Keberadaan berbagai jenis usaha tersebut memberikan kemudahan bagi jemaah dalam memenuhi kebutuhan sehari-hari selama menjalankan ibadah haji.
Diversifikasi Usaha Dorong Penguatan Ekosistem Ekonomi Haji
Selain peningkatan pendapatan, pengelolaan area komersial hotel jemaah haji Indonesia juga menunjukkan perkembangan dari sisi diversifikasi usaha. Data per 11 Mei 2026 mencatat jumlah kategori usaha yang beroperasi meningkat dari dua jenis usaha pada musim sebelumnya menjadi lima jenis usaha pada musim haji 1447 H/2026 M.
Peningkatan variasi layanan ini menjadi langkah strategis dalam memperluas pilihan bagi jemaah sekaligus mengoptimalkan pemanfaatan area komersial yang tersedia.

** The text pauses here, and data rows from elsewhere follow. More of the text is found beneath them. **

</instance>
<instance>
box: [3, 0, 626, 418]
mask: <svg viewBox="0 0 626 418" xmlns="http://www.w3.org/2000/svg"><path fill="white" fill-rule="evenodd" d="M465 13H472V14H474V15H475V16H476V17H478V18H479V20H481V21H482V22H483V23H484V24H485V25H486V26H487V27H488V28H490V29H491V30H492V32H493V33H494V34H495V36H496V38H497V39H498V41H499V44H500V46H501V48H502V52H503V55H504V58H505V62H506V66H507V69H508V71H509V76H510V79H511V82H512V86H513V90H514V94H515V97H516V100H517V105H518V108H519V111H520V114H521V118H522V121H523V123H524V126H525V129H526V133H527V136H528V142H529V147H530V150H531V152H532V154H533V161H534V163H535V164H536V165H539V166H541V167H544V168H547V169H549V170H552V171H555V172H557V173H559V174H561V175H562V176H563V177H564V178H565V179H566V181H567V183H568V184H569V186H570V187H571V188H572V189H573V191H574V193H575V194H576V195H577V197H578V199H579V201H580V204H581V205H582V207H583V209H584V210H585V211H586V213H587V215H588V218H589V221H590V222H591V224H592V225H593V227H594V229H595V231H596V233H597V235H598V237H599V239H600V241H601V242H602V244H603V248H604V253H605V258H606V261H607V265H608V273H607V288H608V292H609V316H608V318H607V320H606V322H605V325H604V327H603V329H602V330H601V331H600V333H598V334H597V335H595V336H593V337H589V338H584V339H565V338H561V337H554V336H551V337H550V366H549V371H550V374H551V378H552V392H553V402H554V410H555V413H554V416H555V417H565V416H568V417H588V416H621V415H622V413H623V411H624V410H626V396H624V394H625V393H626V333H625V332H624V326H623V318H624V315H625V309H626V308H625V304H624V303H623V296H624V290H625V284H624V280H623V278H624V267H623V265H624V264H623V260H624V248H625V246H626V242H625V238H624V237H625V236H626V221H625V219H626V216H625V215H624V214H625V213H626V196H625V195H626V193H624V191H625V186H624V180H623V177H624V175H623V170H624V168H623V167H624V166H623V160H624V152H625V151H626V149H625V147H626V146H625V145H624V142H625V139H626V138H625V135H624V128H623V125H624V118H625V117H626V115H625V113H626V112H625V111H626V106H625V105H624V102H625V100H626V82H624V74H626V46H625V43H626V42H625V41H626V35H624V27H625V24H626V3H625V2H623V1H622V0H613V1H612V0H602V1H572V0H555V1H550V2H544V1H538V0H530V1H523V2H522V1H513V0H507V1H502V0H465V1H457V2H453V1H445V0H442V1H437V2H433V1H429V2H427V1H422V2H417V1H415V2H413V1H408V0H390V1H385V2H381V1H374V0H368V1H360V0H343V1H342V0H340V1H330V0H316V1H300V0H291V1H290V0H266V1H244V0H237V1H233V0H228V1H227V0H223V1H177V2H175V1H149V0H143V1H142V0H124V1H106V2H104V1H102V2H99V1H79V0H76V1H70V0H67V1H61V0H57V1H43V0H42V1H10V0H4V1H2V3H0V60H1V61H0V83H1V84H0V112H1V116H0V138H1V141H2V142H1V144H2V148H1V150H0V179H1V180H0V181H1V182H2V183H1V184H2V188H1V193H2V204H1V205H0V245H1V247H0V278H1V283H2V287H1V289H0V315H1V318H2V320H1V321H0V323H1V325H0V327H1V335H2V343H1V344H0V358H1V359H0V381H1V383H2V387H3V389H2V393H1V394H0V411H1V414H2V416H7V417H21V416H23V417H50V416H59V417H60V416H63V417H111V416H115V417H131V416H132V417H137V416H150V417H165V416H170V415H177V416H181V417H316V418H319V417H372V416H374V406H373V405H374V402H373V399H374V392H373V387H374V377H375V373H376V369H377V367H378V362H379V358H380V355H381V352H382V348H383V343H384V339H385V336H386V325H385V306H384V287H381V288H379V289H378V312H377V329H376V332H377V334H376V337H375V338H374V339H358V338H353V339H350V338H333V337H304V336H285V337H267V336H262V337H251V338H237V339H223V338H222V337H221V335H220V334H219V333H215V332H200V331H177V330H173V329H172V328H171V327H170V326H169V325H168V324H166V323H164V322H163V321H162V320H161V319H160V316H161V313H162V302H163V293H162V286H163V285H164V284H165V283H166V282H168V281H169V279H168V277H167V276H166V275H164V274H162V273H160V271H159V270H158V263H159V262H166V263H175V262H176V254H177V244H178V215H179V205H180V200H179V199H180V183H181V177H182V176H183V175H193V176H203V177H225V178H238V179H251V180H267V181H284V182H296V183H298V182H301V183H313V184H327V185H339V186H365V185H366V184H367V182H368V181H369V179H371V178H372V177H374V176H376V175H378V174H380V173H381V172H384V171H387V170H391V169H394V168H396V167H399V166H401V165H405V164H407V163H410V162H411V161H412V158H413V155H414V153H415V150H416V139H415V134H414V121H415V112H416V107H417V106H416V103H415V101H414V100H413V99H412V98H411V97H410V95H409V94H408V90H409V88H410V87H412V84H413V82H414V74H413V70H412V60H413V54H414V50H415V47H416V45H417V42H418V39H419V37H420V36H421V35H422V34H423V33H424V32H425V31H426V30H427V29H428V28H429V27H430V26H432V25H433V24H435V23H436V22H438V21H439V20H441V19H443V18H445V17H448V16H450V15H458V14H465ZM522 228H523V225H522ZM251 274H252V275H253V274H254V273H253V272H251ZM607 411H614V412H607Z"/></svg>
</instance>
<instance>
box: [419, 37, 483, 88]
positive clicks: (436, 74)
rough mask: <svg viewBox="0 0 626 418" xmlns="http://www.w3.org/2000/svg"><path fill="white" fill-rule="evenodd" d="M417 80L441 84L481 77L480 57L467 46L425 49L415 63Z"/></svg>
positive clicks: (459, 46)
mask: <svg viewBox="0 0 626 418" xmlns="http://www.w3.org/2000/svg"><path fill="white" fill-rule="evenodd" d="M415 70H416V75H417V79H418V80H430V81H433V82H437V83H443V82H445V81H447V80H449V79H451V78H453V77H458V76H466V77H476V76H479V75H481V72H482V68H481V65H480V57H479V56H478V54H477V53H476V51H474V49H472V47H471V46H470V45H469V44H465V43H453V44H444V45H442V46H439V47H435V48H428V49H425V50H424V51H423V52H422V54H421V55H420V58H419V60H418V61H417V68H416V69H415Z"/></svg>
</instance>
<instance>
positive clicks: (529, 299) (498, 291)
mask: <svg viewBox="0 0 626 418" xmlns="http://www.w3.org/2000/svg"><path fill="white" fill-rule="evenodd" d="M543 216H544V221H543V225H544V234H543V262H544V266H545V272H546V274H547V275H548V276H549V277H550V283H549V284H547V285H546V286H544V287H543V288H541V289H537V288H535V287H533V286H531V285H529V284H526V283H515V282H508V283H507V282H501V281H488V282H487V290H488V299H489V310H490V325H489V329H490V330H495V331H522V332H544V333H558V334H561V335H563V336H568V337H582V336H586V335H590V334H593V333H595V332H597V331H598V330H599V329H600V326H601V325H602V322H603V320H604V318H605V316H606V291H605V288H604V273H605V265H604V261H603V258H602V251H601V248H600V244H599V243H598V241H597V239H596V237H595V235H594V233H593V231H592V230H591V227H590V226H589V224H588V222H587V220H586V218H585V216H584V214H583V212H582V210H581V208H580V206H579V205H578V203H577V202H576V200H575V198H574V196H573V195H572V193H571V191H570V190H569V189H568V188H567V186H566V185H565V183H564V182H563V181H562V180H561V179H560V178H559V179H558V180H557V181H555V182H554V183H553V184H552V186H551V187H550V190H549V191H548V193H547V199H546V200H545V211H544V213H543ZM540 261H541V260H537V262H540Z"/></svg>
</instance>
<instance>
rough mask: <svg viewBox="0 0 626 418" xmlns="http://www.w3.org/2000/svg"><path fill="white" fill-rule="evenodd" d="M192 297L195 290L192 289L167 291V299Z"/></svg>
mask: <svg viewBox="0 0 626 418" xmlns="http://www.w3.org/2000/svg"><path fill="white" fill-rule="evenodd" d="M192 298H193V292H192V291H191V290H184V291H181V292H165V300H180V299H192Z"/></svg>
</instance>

Pengembangan area komersial tersebut merupakan bagian dari upaya berkelanjutan untuk memperkuat ekosistem ekonomi haji dan umrah melalui peningkatan produktivitas ruang usaha, kualitas layanan, serta dukungan terhadap berbagai kebutuhan jemaah Indonesia selama berada di Tanah Suci.
Kesimpulan
Optimalisasi area komersial hotel jemaah haji Indonesia di Arab Saudi pada musim haji 1447 H/2026 M membuktikan bahwa kualitas pengelolaan lebih penting dibanding sekadar jumlah tenant. Dengan strategi yang lebih terarah, produktif, dan berorientasi pada kebutuhan jemaah, pendapatan berhasil meningkat meskipun jumlah unit usaha berkurang. Ke depan, model pengelolaan ini diharapkan mampu semakin memperkuat ekosistem ekonomi haji dan umrah Indonesia secara berkelanjutan.